A surface area constraint is a boundary condition which restricts how the dimensions of the cylinder can be changed while optimizing its volume. For a closed cylinder, the surface area \( S \) is defined by:\[S = 2\pi r^2 + 2\pi rh\]This formula represents:

• The area of the top and bottom circles: \( 2\pi r^2 \)
• The area of the side of the cylinder: \( 2\pi rh \)

Since the total surface area \( S \) is fixed, changes to either the radius \( r \) or height \( h \) must maintain the equation's balance. Therefore, maximizing volume with fixed surface area means reconfiguring \( r \) and \( h \) such that the equation still holds true.
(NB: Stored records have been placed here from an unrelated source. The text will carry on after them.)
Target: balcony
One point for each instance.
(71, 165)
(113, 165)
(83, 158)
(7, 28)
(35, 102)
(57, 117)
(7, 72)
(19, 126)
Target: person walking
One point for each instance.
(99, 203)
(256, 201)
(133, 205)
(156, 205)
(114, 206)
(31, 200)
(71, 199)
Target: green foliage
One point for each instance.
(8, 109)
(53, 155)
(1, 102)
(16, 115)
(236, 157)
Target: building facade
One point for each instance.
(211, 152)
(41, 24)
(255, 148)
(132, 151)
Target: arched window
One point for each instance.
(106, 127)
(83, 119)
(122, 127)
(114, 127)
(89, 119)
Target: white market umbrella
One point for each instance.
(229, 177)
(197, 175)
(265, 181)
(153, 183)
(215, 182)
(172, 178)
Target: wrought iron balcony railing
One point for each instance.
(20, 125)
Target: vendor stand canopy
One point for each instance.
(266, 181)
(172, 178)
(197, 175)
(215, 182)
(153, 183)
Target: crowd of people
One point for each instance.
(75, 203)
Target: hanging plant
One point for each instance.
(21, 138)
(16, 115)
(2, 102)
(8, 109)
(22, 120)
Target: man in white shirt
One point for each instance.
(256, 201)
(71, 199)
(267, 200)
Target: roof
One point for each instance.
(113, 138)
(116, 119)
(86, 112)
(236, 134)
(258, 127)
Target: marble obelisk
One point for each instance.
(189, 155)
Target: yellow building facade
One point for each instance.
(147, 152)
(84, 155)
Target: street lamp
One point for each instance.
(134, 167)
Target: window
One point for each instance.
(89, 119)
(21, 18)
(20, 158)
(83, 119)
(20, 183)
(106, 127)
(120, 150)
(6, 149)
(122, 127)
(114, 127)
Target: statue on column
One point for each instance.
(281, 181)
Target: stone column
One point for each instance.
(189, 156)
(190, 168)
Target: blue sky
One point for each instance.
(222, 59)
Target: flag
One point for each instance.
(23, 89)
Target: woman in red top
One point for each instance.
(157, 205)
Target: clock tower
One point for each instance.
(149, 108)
Solving for one dimension as a function of the other typically helps in eliminating variables and simplifying the optimization process.

Using calculus, we apply the derivative test to identify points where the volume function reaches a maximum or minimum. We begin by expressing the volume \( V \) in terms of a single variable, often the radius \( r \), after substituting the expression for \( h \) from the surface area constraint. This creates a function of one variable:\[V = \frac{Sr - 2\pi r^3}{2}\]To find these extrema, we compute the derivative \( \frac{dV}{dr} \):\[\frac{dV}{dr} = \frac{S}{2} - 3\pi r^2\]Setting the derivative to zero helps us locate critical points where the function may reach a maximum or minimum. Solving\[\frac{S}{2} - 3\pi r^2 = 0\]gives us critical points that are candidates for the volume's maximal configuration.

Critical points are the values of the variable, in this case, the radius \( r \), where the derivative becomes zero or does not exist. These points indicate potential maxima or minima of the volume. After finding the critical point:\[r = \sqrt{\frac{S}{6\pi}}\]we then substitute back to find the corresponding height \( h \). This involves utilizing the earlier expression for \( h \):\[h = \frac{S - 2\pi \left(\sqrt{\frac{S}{6\pi}}\right)^2}{2\pi \sqrt{\frac{S}{6\pi}}}\]Solving gives:\[h = 2r\]This result leads to the essential insight of the problem: the height of the cylinder is twice the radius, meaning when both height and diameter are equal, the cylinder's volume is optimized within the surface area constraints.